Introduction
Zapyan is a fast-growing startup, founded in December 2021, dedicated to transforming digital operations through data-driven automation and cloud technologies.
We are embarking on a flagship initiative to build a Next-Generation Health Claims Fraud Audit Platform. This mission-critical system will leverage advanced Machine Learning for anomaly detection, Computer Vision for digitizing paper claims, and Generative AI for medical necessity reviews.
We are seeking a rigorous, hands-on Data Scientist to join our "Dream Team" of engineers and domain experts. In this role, you will be the "Brain" of the operation, designing the mathematical models and AI logic that detect fraudulent patterns in financial and healthcare data.
Location: Islamabad (Hybrid – 2 days in office)
Contract: 6 Months (with strong potential to extend based on project success)
Experience: Minimum 2 years post-graduation experience
The Project: Health Claims Fraud Audit Platform
You will be working on a greenfield project to build an intelligent audit engine from the ground up.
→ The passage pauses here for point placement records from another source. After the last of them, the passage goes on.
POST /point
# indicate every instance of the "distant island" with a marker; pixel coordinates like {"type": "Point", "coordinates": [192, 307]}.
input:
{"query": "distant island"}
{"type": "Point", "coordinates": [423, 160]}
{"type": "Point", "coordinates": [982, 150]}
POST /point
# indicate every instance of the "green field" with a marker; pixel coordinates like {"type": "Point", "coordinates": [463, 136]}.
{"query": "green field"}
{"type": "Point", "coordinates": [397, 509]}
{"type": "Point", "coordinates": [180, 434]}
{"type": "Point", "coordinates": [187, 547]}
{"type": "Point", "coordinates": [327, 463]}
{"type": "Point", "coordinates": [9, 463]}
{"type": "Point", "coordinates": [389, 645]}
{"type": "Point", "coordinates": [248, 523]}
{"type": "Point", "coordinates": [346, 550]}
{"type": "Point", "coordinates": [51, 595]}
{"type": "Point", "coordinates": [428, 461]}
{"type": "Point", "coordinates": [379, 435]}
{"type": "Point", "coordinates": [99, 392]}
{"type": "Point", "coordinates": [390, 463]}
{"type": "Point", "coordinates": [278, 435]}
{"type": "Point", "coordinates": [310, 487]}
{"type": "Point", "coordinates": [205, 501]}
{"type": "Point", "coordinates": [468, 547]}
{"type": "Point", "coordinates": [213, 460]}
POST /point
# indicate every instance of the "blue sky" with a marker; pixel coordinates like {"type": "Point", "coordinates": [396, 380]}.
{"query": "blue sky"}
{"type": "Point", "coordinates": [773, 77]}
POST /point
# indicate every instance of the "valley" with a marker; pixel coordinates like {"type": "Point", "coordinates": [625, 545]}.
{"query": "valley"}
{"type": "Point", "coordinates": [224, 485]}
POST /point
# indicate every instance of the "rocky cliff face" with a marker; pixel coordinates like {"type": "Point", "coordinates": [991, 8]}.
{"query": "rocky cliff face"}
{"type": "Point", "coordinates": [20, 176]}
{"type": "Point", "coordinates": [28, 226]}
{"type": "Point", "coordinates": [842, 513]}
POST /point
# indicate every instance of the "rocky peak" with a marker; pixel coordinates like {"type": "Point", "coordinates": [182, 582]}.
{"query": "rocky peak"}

The goal is to move beyond simple rule-based checks and implement:
- Anomaly Detection: Statistical models to flag outlier costs and billing patterns.
- Unstructured Data Analysis: Using RAG (Retrieval-Augmented Generation) and OCR to extract insights from medical notes and PDFs.
- Predictive Risk Scoring: Assigning risk scores to claims in real-time.
Key Responsibilities
Model Development & Fraud Logic
- Design and train Machine Learning models (Supervised and Unsupervised) to detect anomalies in healthcare claims data.
- Develop logic for "Medical Necessity" audits using NLP techniques to analyze unstructured text against policy documents.
- Perform rigorous statistical analysis to validate model accuracy and reduce false positives.
Data Pipeline & Engineering Collaboration
- Work closely with the Data Engineering team to ensure data is clean, structured, and ready for modeling.
- Collaborate on feature engineering to transform raw claims data into meaningful predictors of fraud.
- Assist in deploying models into a production environment (specifically Microsoft Fabric).
Insights & Communication
- Translate complex model outputs into clear risk scores that can be visualized by our BI team.
- Document model architecture, assumptions, and performance metrics for technical and non-technical stakeholders.
- Continuously monitor model performance and retrain as new fraud patterns emerge.
Skills & Experience
Must-Have (Required)
- Education: Bachelor’s degree in Data Science, Computer Science, Statistics, Mathematics, or a related field.
- Experience: Minimum 2 years of post-graduation experience working in a professional organization.
- Cloud Proficiency: Hands-on experience with at least one major cloud platform (AWS, GCP, or Azure). You must be comfortable working in cloud-based environments rather than just local machines.
- Machine Learning Mastery:
- Deep expertise in Python ML libraries: Scikit-learn (for classical ML), plus familiarity with TensorFlow or PyTorch (for deep learning/NLP).
- Proven experience developing Classification and Anomaly Detection models.
- Development Workflow: Proficiency with Jupyter Notebooks (or Databricks/Fabric Notebooks) for experimentation and data exploration.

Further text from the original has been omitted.